I've traditionally abhorred ringing as the worst of all artifacts. Negative lobes make sense for resampling of waveforms because of the oscillating nature of waves. A resizing filter with no negative lobes will actually reduce the amplitude of a waveform to which it is applied, because while the interpolated samples can have values less than or equal to their neighbors, they can never have a greater amplitude than their neighbors. To keep the amplitude of the interpolated signal the same requires negative lobes. But such oscillation does not occur in images; ringing is the result of trying to restore the Gibbs phenomenon in a signal that never had it in the first place.

More recently, I realized that negative lobes actually do make sense for images, but for completely different reasons. In images, interpolation without negative lobes results in blurring for the same reason why they reduce the amplitude of waveforms. Thus, the negative lobes that produce "ringing" also help to mitigate this blurring.

So, while I've typically favored Hermite for being the resizer that most closely approximates pixel mixing at moderate scaling factors, I'm strongly considering a switch to Catrom. It catches my attention for both preserving linear gradients and being a no-op when the source and target resolutions are the same, and because its negative lobe is shallower than Lanczos, making it less likely to produce noticeable ringing.

According I've seen, both Hermite and Catmul-Rom are Spline's variations. Is there some practical advantage when use one or another of this methods?
I heard that interpolation is, almost case, done in frequency domain. For make it, first I have to apply the DCT and, then, the Fourier Transform. If i'm wrong, say me what is correct.
If I'm right, why not do the interpolation directly in pixel values (In RGB system)? And neither need put each component, because the RGB system has hexadecimal equivalents. Example: R: 119; G:136; B: 153 = #778899 (Hexadecimal) = 7833753 (Decimal). (http://www.w3schools.com/tags/ref_color_tryit.asp?hex=FFFFFF)

For images and video, the typical implementation of a linear interpolator would employ a polyphase filterbank topology for efficiently computing multirate FIR filter output.

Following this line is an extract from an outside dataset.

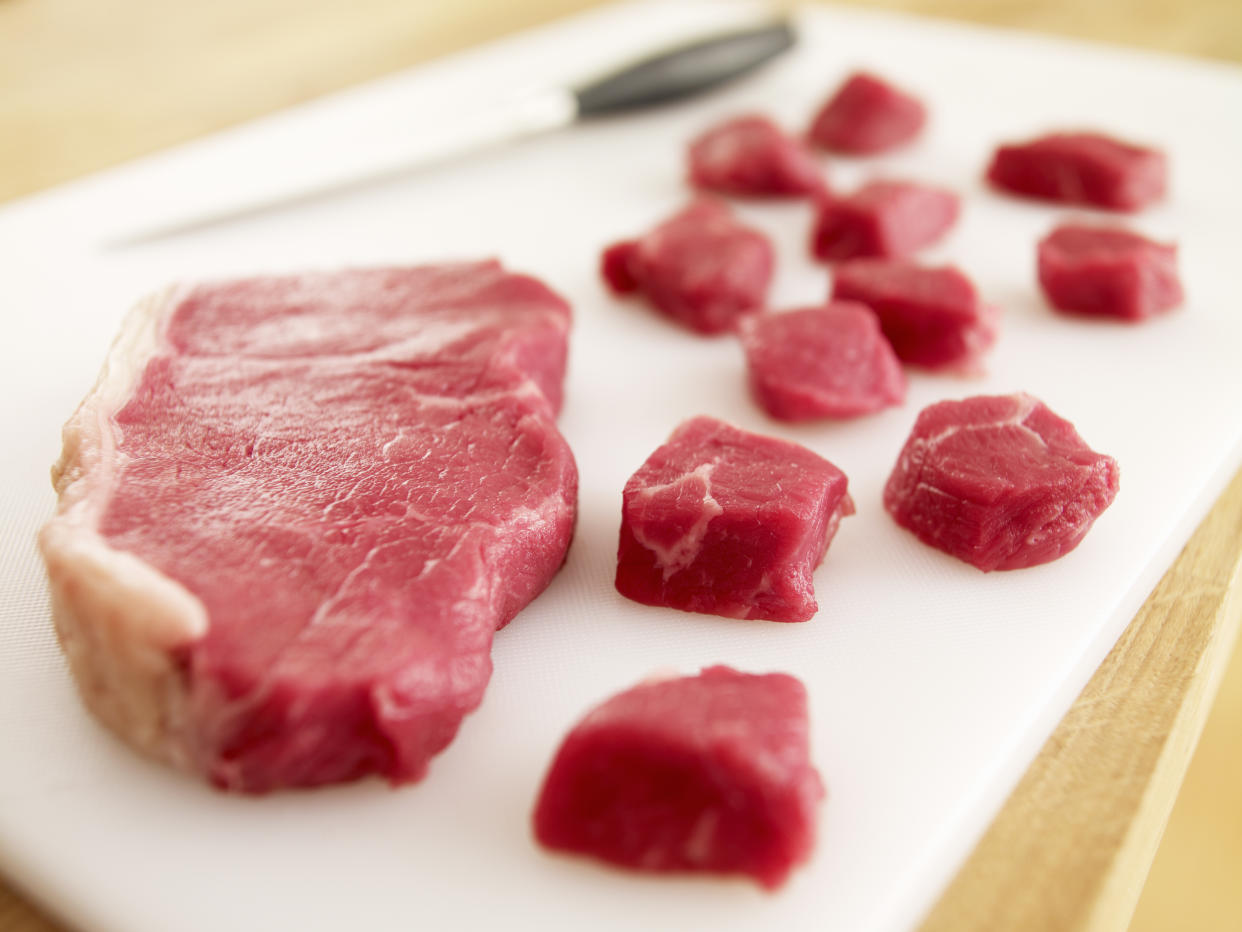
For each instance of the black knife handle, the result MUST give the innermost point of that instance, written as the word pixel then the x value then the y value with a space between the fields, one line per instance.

For audio, since there is often a desire to use extremely large interpolation kernels, it is can be faster to compute FIR filters via the overlap-add fft method.

Personally I would describe a polyphase filterbank as being a hybrid spatial method, as the phases are essentially data-positions, and you do compute the output directly from the input pixels without any intervening transformations. Overlap-add is very much a frequency domain method, though I'm unfamiliar with the structures that are used to generalize it to work for non-integer scale factors in an efficient way akin to a polphase filterbank.